An oil-drilling company knows that it costs $25,000 to sink a test well. If oil is hit, the income for the drilling company will be $375,000. If only natural gas is hit, the income will be $130,000. If nothing is hit, there will be no income. If the probability of hitting oil is 1/40 and if the probability of hitting gas is 1/20, what is the expectation for the drilling company

Expectation

= ΣxP(x)
where x represents the gain from each of the outcomes in the sample space.

Here the gains and probabilities are:

outcome=oil
gain=375000-25000=350000
P(oil)=1/40
xP(oil)=8750

outcome:gas
gain=130000-25000=105000
P(gas)=1/20
xP(gas)=5250

outcome:nothing
gain=0-25000=-25000
P(nothing)=1-1/40-1/20=37/40
xP(nothing)=-23125

Expected gain
E(x)=8750+5250-23125=-9125
(negative gain = loss)

To find the expectation for the drilling company, we need to calculate the expected value for each outcome and then sum them up.

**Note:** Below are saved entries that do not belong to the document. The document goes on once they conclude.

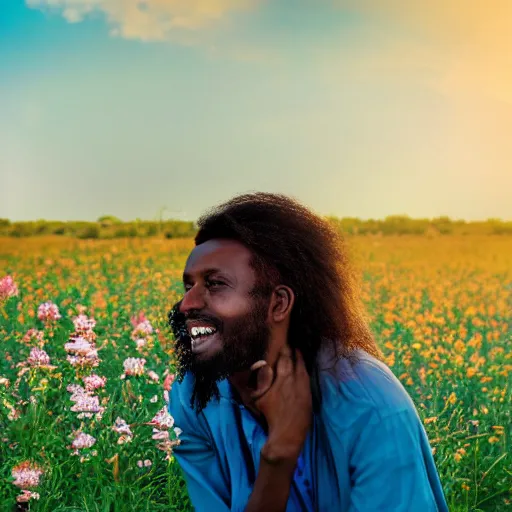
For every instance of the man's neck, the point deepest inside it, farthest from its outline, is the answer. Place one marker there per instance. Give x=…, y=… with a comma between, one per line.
x=242, y=387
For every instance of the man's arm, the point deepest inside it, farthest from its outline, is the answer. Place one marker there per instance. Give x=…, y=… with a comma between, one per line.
x=392, y=467
x=286, y=404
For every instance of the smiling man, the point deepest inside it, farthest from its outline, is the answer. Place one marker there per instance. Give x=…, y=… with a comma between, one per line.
x=282, y=397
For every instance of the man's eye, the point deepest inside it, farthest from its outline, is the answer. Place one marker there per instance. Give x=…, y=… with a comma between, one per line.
x=209, y=284
x=215, y=283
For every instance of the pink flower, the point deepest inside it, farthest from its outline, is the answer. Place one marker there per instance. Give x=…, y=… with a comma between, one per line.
x=87, y=405
x=38, y=357
x=153, y=376
x=86, y=353
x=168, y=381
x=82, y=440
x=26, y=475
x=83, y=323
x=8, y=288
x=79, y=346
x=26, y=496
x=160, y=435
x=141, y=343
x=138, y=319
x=142, y=329
x=48, y=311
x=93, y=382
x=121, y=427
x=162, y=420
x=134, y=366
x=34, y=335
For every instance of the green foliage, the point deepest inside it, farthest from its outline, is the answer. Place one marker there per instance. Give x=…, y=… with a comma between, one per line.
x=109, y=226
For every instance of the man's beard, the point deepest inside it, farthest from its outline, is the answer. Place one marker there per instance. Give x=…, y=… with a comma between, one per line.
x=245, y=341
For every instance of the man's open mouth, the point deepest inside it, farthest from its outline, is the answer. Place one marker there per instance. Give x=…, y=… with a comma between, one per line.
x=201, y=337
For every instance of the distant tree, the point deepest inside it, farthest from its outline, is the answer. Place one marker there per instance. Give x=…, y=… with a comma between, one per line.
x=91, y=231
x=108, y=220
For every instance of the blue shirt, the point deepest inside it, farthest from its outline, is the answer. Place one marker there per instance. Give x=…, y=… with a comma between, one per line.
x=367, y=450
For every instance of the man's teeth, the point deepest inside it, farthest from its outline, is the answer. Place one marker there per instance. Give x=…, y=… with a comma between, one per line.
x=200, y=331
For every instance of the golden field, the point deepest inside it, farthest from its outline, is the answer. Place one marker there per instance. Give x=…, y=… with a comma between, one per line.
x=440, y=308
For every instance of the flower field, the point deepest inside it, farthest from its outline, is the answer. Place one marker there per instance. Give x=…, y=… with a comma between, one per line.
x=87, y=364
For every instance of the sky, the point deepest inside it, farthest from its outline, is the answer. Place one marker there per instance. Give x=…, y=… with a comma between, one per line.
x=360, y=108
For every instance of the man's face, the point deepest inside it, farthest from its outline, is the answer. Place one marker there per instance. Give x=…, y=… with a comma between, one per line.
x=220, y=329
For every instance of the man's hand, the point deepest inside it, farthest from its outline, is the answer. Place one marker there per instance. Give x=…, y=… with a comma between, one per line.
x=283, y=396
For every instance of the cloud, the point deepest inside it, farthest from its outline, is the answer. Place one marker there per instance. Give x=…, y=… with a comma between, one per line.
x=470, y=42
x=147, y=20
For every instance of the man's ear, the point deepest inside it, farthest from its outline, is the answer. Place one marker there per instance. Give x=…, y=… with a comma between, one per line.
x=282, y=302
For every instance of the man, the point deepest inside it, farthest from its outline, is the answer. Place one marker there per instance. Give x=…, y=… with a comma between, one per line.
x=282, y=397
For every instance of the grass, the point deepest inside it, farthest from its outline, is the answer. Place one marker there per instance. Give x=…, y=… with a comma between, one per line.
x=440, y=309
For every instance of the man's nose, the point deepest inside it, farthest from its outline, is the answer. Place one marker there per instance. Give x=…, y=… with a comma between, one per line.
x=193, y=299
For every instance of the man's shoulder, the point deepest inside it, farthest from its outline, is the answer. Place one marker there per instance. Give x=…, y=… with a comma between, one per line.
x=363, y=385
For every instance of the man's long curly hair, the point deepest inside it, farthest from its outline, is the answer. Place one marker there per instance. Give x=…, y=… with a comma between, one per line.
x=292, y=245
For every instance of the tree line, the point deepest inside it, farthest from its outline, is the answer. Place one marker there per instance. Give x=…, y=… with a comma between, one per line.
x=111, y=227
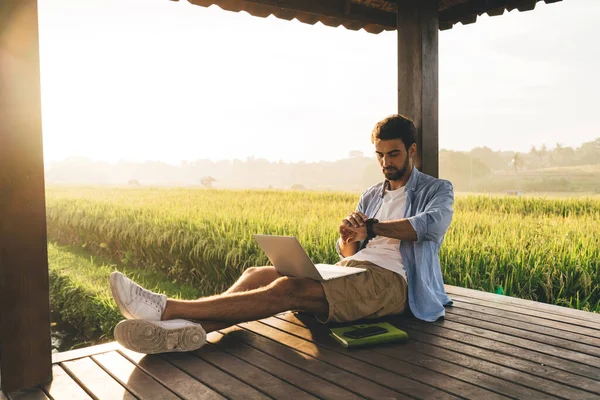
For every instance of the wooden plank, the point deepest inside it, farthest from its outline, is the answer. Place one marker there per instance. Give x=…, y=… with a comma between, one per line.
x=394, y=374
x=24, y=293
x=526, y=327
x=95, y=380
x=418, y=81
x=134, y=379
x=309, y=382
x=331, y=373
x=249, y=374
x=85, y=352
x=63, y=386
x=545, y=344
x=407, y=352
x=542, y=325
x=213, y=377
x=591, y=330
x=523, y=303
x=551, y=380
x=170, y=376
x=468, y=335
x=28, y=394
x=557, y=314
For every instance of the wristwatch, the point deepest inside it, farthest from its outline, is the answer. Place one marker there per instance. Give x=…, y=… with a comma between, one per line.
x=369, y=223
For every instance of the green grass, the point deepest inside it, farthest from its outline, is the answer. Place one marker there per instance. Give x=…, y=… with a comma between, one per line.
x=80, y=292
x=541, y=249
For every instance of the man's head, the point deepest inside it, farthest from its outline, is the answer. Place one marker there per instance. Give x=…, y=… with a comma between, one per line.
x=394, y=138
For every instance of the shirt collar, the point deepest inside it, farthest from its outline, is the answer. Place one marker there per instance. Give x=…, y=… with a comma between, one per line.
x=411, y=184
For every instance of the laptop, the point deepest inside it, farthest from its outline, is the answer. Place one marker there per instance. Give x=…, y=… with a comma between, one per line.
x=289, y=258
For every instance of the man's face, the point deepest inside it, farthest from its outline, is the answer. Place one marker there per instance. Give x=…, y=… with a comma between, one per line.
x=394, y=159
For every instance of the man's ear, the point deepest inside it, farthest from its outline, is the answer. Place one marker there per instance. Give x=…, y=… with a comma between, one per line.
x=412, y=150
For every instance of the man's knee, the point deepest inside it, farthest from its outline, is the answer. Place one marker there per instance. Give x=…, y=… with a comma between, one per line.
x=265, y=274
x=297, y=289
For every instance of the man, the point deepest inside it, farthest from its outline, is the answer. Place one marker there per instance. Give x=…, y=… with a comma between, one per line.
x=395, y=234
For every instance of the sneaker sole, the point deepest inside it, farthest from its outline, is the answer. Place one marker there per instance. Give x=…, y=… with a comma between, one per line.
x=150, y=338
x=122, y=308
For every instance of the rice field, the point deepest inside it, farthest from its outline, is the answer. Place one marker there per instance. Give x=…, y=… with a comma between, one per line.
x=542, y=249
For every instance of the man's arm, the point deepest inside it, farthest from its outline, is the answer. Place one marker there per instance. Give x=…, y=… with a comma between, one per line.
x=431, y=224
x=348, y=249
x=398, y=229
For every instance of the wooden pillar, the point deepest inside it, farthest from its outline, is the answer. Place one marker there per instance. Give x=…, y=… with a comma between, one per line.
x=25, y=355
x=418, y=26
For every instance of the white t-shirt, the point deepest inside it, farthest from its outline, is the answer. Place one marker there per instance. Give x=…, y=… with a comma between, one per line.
x=384, y=251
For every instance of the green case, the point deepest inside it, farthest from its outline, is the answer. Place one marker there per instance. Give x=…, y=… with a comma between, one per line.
x=392, y=335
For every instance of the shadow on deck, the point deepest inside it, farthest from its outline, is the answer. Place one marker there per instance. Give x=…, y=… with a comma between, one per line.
x=488, y=347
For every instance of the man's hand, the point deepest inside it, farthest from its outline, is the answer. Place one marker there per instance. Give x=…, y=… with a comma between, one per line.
x=353, y=228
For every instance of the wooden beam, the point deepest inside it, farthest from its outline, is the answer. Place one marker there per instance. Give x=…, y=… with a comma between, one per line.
x=418, y=29
x=25, y=354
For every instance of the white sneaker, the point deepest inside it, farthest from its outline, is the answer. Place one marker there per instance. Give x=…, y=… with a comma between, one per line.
x=134, y=301
x=151, y=337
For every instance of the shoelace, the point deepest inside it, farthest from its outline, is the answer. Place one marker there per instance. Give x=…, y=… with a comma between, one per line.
x=153, y=298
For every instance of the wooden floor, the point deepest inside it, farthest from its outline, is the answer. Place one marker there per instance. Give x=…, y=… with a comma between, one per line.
x=488, y=347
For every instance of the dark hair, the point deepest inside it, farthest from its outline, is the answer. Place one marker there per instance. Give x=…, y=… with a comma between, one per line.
x=395, y=126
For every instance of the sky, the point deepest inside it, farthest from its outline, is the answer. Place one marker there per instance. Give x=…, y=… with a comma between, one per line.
x=157, y=80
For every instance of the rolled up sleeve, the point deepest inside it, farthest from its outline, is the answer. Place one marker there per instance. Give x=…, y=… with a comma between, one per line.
x=433, y=222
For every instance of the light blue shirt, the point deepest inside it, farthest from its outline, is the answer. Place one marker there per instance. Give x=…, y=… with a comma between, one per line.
x=429, y=210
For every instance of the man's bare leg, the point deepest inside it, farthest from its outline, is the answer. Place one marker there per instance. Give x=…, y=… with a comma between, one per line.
x=239, y=305
x=251, y=278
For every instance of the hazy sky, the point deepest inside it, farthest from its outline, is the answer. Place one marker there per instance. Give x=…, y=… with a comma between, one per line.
x=158, y=80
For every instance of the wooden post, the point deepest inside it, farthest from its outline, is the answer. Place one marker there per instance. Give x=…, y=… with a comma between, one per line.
x=25, y=355
x=418, y=26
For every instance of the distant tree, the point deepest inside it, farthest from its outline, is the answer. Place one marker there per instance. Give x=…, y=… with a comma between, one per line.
x=517, y=161
x=207, y=181
x=543, y=153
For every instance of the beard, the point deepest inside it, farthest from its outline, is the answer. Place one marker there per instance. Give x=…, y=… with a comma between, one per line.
x=394, y=174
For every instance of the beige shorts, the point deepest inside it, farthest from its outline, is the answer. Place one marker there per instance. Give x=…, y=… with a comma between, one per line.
x=375, y=293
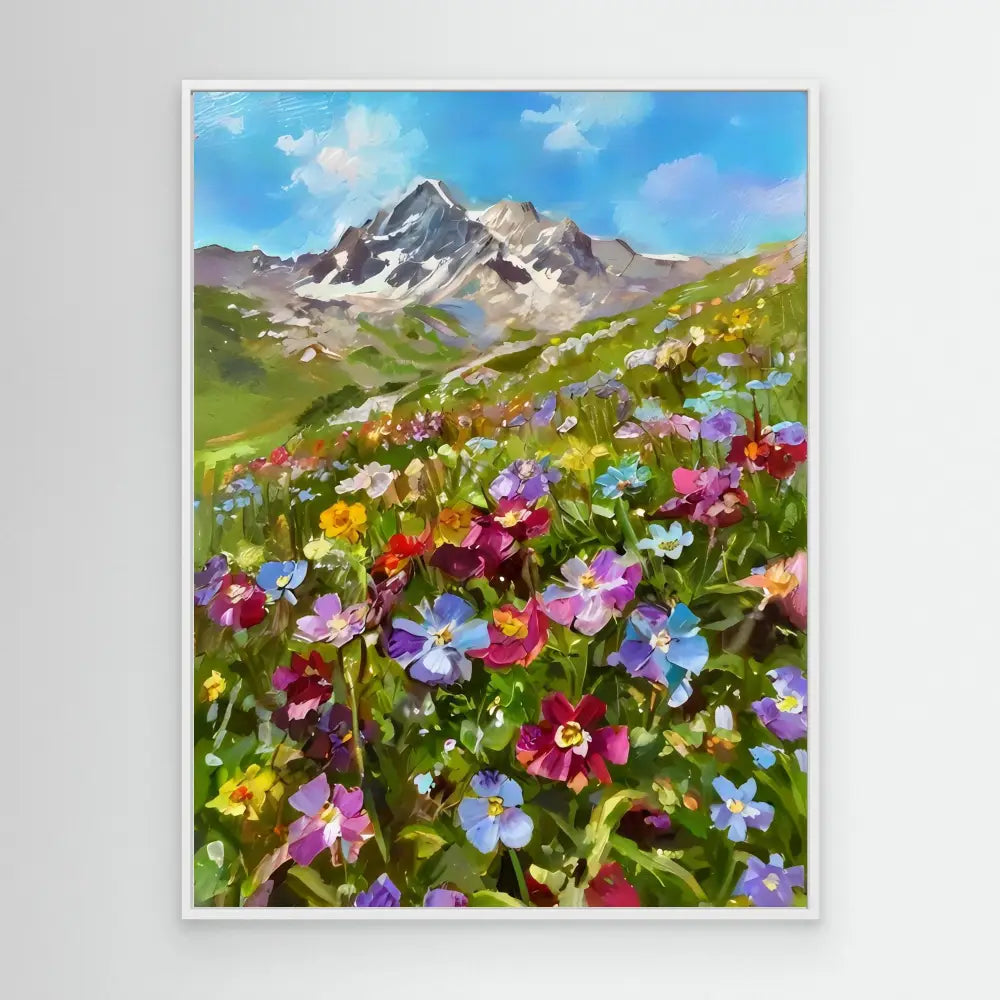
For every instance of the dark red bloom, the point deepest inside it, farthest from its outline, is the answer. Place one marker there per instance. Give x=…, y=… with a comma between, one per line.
x=563, y=747
x=238, y=603
x=520, y=520
x=306, y=683
x=398, y=553
x=516, y=636
x=609, y=887
x=481, y=554
x=760, y=448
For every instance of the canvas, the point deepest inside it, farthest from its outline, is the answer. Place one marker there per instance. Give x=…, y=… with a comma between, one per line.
x=496, y=500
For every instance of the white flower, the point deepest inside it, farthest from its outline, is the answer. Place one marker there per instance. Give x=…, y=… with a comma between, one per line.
x=373, y=478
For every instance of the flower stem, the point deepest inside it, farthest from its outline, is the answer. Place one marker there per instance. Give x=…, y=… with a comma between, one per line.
x=518, y=874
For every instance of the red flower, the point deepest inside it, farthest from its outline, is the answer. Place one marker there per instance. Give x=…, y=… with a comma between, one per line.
x=398, y=553
x=609, y=887
x=760, y=449
x=520, y=520
x=306, y=683
x=563, y=748
x=516, y=637
x=239, y=602
x=481, y=554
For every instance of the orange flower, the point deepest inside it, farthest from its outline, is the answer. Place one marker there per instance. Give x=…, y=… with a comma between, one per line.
x=344, y=520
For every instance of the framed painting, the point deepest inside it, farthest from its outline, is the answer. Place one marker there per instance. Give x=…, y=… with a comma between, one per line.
x=499, y=499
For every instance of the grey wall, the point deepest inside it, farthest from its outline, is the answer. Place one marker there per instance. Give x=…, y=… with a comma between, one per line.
x=89, y=738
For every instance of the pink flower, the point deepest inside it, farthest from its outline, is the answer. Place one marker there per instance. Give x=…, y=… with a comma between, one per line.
x=331, y=622
x=592, y=594
x=238, y=603
x=711, y=496
x=331, y=819
x=564, y=747
x=516, y=637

First, let's calculate the expected value for hitting oil:
Income from hitting oil = $375,000
Probability of hitting oil = 1/40

Expected value for hitting oil = Income from hitting oil * Probability of hitting oil
= $375,000 * (1/40)
= $9,375

Next, let's calculate the expected value for hitting gas:
Income from hitting gas = $130,000
Probability of hitting gas = 1/20

Expected value for hitting gas = Income from hitting gas * Probability of hitting gas
= $130,000 * (1/20)
= $6,500

Since there is no income if nothing is hit, the expected value for this outcome would be $0.

Now, let's calculate the expectation for the drilling company by summing up the expected values for each outcome:

Expectation = Expected value for hitting oil + Expected value for hitting gas + Expected value for hitting nothing
= $9,375 + $6,500 + $0
= $15,875

Therefore, the expectation for the drilling company is $15,875.